Cells were pre-treated with Aph (A), DRB (B), or both Aph and DRB (C) for 30 minutes and then with 250µM etoposide for 2 hours. (EdU was added 15 minutes before etoposide). They were then fixed, and stained for RPA, EdU, and CenpF. DNA was stained with Hoechst. The nuclei indicated by the arrows are also shown in enlarged format in the center panels. (D) The percentages of RPA foci positive cells under each condition were quantified and plotted.
Figure 5.
RPA focus induction by the replication-dependent mechanism does not require the 26S proteosome-mediated degradation of Top2cc.
(A) MG132 was added 30 minutes before etoposide (and 15 minutes before EdU). Cells were fixed and stained for RPA, EdU, and CenpF. DNA was stained with Hoechst. (B) Enlarged picture of the nucleus as indicated by the arrow in (A). (C) Percentages of RPA foci positive cells under each condition were quantified and plotted.
Figure 6.
RPA focus induction by the transcription-dependent mechanism is dependent on the 26S proteosome-mediated degradation of Top2cc.
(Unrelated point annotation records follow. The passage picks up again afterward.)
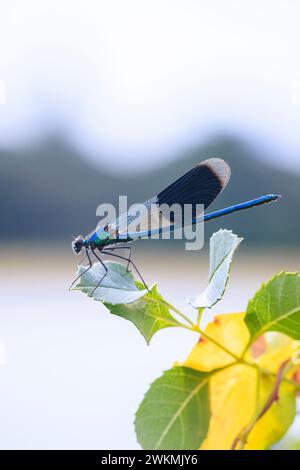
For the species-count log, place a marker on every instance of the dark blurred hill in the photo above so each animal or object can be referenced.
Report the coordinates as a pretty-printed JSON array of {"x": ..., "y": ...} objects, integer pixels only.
[{"x": 50, "y": 191}]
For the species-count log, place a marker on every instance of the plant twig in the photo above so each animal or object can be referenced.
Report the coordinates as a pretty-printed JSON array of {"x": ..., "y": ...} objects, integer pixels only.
[{"x": 272, "y": 398}]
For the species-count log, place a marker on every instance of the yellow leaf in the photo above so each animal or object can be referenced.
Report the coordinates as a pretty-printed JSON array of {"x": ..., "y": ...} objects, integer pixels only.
[
  {"x": 279, "y": 348},
  {"x": 231, "y": 332},
  {"x": 232, "y": 394},
  {"x": 274, "y": 424}
]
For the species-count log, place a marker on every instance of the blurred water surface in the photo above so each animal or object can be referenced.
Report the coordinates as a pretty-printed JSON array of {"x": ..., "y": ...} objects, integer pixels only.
[{"x": 75, "y": 374}]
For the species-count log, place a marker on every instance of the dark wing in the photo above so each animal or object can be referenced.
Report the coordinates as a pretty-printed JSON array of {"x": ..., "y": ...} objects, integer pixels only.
[{"x": 201, "y": 185}]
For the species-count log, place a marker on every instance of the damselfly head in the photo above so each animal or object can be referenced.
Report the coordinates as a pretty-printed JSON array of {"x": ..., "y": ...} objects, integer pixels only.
[{"x": 77, "y": 244}]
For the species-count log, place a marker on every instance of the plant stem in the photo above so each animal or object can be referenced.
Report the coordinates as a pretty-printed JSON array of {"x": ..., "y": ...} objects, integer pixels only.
[
  {"x": 200, "y": 311},
  {"x": 175, "y": 310}
]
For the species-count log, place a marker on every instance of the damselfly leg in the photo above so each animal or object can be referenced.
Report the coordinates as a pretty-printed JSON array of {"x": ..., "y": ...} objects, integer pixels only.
[
  {"x": 87, "y": 269},
  {"x": 105, "y": 268}
]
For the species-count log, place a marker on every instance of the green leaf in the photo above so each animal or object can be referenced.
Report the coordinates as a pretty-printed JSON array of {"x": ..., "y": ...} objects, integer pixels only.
[
  {"x": 117, "y": 287},
  {"x": 126, "y": 298},
  {"x": 221, "y": 250},
  {"x": 149, "y": 314},
  {"x": 175, "y": 412},
  {"x": 276, "y": 307}
]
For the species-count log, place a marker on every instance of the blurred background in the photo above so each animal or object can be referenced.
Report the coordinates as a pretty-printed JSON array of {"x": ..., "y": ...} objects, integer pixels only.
[{"x": 100, "y": 99}]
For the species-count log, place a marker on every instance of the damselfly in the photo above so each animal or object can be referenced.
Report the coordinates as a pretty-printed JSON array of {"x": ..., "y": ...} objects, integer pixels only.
[{"x": 201, "y": 185}]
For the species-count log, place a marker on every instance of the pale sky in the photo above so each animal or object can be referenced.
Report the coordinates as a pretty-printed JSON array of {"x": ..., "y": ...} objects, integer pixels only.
[{"x": 145, "y": 79}]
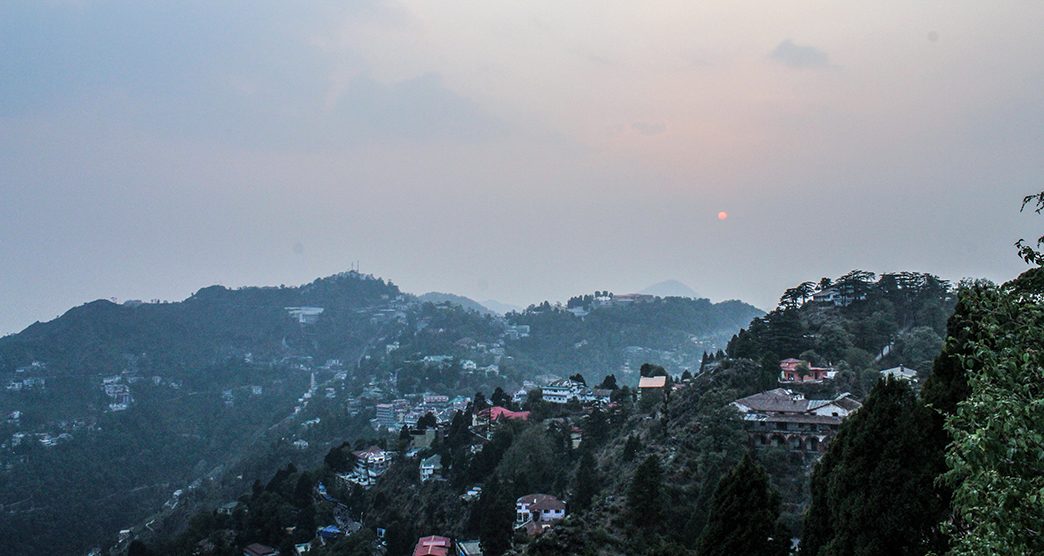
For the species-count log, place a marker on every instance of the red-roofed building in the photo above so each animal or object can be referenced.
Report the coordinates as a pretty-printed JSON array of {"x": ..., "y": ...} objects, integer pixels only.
[
  {"x": 543, "y": 510},
  {"x": 258, "y": 549},
  {"x": 648, "y": 385},
  {"x": 797, "y": 370},
  {"x": 497, "y": 413},
  {"x": 436, "y": 546}
]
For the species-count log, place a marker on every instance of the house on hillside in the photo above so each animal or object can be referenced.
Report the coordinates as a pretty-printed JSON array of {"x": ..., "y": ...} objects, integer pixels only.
[
  {"x": 900, "y": 373},
  {"x": 434, "y": 546},
  {"x": 562, "y": 390},
  {"x": 431, "y": 467},
  {"x": 469, "y": 548},
  {"x": 305, "y": 315},
  {"x": 258, "y": 549},
  {"x": 797, "y": 370},
  {"x": 370, "y": 465},
  {"x": 785, "y": 418},
  {"x": 651, "y": 385},
  {"x": 536, "y": 513}
]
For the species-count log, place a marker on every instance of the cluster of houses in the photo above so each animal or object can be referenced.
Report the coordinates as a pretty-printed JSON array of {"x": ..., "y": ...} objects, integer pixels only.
[
  {"x": 535, "y": 514},
  {"x": 797, "y": 370},
  {"x": 395, "y": 414},
  {"x": 119, "y": 394},
  {"x": 565, "y": 390},
  {"x": 782, "y": 417},
  {"x": 23, "y": 382}
]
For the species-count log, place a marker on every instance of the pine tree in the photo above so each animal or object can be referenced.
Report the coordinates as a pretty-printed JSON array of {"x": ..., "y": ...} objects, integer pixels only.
[
  {"x": 744, "y": 514},
  {"x": 631, "y": 448},
  {"x": 996, "y": 458},
  {"x": 874, "y": 491},
  {"x": 497, "y": 515},
  {"x": 587, "y": 482},
  {"x": 645, "y": 496}
]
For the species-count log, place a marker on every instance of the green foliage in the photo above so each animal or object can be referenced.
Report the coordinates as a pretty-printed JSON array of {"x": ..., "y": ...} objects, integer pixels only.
[
  {"x": 560, "y": 342},
  {"x": 996, "y": 459},
  {"x": 645, "y": 501},
  {"x": 874, "y": 491},
  {"x": 744, "y": 515},
  {"x": 496, "y": 508},
  {"x": 631, "y": 448},
  {"x": 587, "y": 482}
]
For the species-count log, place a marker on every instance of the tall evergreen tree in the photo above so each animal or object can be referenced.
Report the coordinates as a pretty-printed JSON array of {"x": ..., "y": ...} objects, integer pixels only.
[
  {"x": 497, "y": 515},
  {"x": 645, "y": 498},
  {"x": 744, "y": 515},
  {"x": 996, "y": 457},
  {"x": 587, "y": 482},
  {"x": 873, "y": 492}
]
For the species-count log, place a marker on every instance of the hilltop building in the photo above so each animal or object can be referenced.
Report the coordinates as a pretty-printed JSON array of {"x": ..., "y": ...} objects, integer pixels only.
[{"x": 785, "y": 418}]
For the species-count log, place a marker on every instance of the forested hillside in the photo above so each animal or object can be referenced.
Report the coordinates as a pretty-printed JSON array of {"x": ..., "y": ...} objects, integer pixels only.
[
  {"x": 672, "y": 332},
  {"x": 220, "y": 386},
  {"x": 660, "y": 475}
]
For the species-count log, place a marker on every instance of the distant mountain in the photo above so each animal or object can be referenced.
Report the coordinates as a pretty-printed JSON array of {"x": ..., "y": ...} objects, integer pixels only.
[
  {"x": 501, "y": 308},
  {"x": 670, "y": 288},
  {"x": 467, "y": 303}
]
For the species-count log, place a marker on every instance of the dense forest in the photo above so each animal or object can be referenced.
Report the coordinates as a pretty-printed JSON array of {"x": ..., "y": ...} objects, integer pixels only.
[
  {"x": 672, "y": 332},
  {"x": 213, "y": 387},
  {"x": 949, "y": 466}
]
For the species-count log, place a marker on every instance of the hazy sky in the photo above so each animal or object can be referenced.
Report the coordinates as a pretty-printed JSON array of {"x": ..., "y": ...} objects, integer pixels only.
[{"x": 509, "y": 150}]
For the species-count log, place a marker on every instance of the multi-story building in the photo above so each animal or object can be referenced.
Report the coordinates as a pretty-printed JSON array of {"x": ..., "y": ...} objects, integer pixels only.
[{"x": 785, "y": 418}]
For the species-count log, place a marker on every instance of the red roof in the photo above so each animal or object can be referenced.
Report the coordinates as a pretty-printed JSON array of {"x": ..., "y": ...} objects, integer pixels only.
[
  {"x": 653, "y": 382},
  {"x": 258, "y": 549},
  {"x": 437, "y": 546},
  {"x": 497, "y": 412},
  {"x": 539, "y": 503}
]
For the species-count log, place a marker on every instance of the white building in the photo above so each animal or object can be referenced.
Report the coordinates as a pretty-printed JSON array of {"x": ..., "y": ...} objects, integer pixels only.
[
  {"x": 561, "y": 391},
  {"x": 900, "y": 373},
  {"x": 431, "y": 466}
]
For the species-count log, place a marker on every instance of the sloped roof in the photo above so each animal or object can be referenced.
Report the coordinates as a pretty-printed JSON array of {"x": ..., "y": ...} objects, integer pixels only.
[
  {"x": 775, "y": 401},
  {"x": 437, "y": 546},
  {"x": 542, "y": 502},
  {"x": 497, "y": 412},
  {"x": 653, "y": 382},
  {"x": 370, "y": 452}
]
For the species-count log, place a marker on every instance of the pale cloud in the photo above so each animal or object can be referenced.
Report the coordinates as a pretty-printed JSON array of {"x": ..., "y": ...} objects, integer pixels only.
[
  {"x": 795, "y": 55},
  {"x": 649, "y": 128},
  {"x": 484, "y": 147}
]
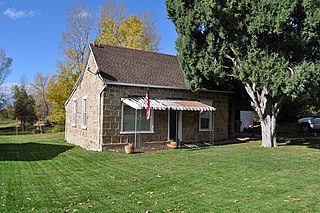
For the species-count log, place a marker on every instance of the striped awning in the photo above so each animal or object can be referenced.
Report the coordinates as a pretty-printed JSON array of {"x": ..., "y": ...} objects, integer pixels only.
[{"x": 168, "y": 104}]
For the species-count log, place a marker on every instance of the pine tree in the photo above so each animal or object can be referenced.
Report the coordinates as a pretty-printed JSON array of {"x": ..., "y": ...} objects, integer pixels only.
[{"x": 272, "y": 47}]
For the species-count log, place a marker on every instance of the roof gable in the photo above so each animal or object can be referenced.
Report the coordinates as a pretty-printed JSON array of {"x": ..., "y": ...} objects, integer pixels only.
[{"x": 138, "y": 67}]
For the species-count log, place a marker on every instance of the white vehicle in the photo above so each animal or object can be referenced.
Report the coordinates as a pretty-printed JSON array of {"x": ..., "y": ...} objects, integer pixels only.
[{"x": 309, "y": 123}]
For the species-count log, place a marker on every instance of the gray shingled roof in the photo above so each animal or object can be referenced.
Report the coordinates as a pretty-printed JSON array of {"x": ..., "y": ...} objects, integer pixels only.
[{"x": 138, "y": 67}]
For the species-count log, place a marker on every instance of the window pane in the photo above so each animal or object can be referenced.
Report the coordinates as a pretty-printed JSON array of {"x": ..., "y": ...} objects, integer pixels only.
[
  {"x": 84, "y": 112},
  {"x": 74, "y": 112},
  {"x": 145, "y": 124},
  {"x": 205, "y": 123},
  {"x": 128, "y": 119},
  {"x": 205, "y": 120}
]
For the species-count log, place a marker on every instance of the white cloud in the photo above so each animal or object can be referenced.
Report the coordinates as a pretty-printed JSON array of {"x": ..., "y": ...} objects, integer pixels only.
[{"x": 16, "y": 14}]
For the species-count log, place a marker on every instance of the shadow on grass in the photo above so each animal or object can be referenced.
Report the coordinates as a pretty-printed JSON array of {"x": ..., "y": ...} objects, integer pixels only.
[
  {"x": 12, "y": 131},
  {"x": 30, "y": 151},
  {"x": 310, "y": 143}
]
Cells were pre-treated with MG132 (A), MG132 and Aph (B) or MG132 and DRB (C). They were then treated with 250µM etoposide for 2 hours, fixed, and stained for RPA, EdU, and CenpF. DNA was stained with Hoechst. The nuclei indicated by arrows are also shown in enlarged format in the center panels. (D) Percentages of RPA foci positive cells under each condition were quantified and plotted.
Figure 7.
Top2α is the major isoform mediating the replication-dependent DSB induction mechanism.
Cells were treated with two rounds of control siRNAs or Top2α and Top2β siRNAs for 72 hours. They were then treated with 10µM etoposide for 2 hours, fixed, and stained for RPA, EdU, and CenpF. DNA was stained with Hoechst. (A)-(D): siRNA treated cells stained for RPA, EdU, CenpF, and DNA. The nuclei indicated by arrows are also shown in enlarged format in the center panels. (E). Western blot analysis of Top2α and Top2β levels in siRNA treated cells. Different amounts of U2OS cell lysates were used as quantification standards.
Figure 8.
Top2α and Top2β can both mediate the transcription-dependent DSB induction mechanism.
Cells were treated with two rounds of control siRNAs or Top2α and Top2β siRNAs for 72 hours. They were then treated with 250µM etoposide for 2 hours, fixed, and stained for RPA, EdU, and CenpF. DNA was stained with Hoechst. The nuclei indicated by arrows are also shown in enlarged format in the center panels.
Figure 9.
Model for DSB Induction by Etoposide in Cells.
At low concentrations of etoposide, one subunit of Top2 is occupied by the drug to form a ss-Top2cc. Upon collision with the replication fork, ss-Top2cc is converted into a DSB, either directly by replication run-off (depicted) or indirectly by nucleolytic processing of collapsed replication forks (not depicted). At high concentrations of etoposide, both subunits of Top2 are occupied by the drug, resulting in a ds-Top2cc. It can be converted into a DSB by collision with the replication machinery or by degradation, which is stimulated by collision with the transcription machinery. Degradation might also occur independently of transcription.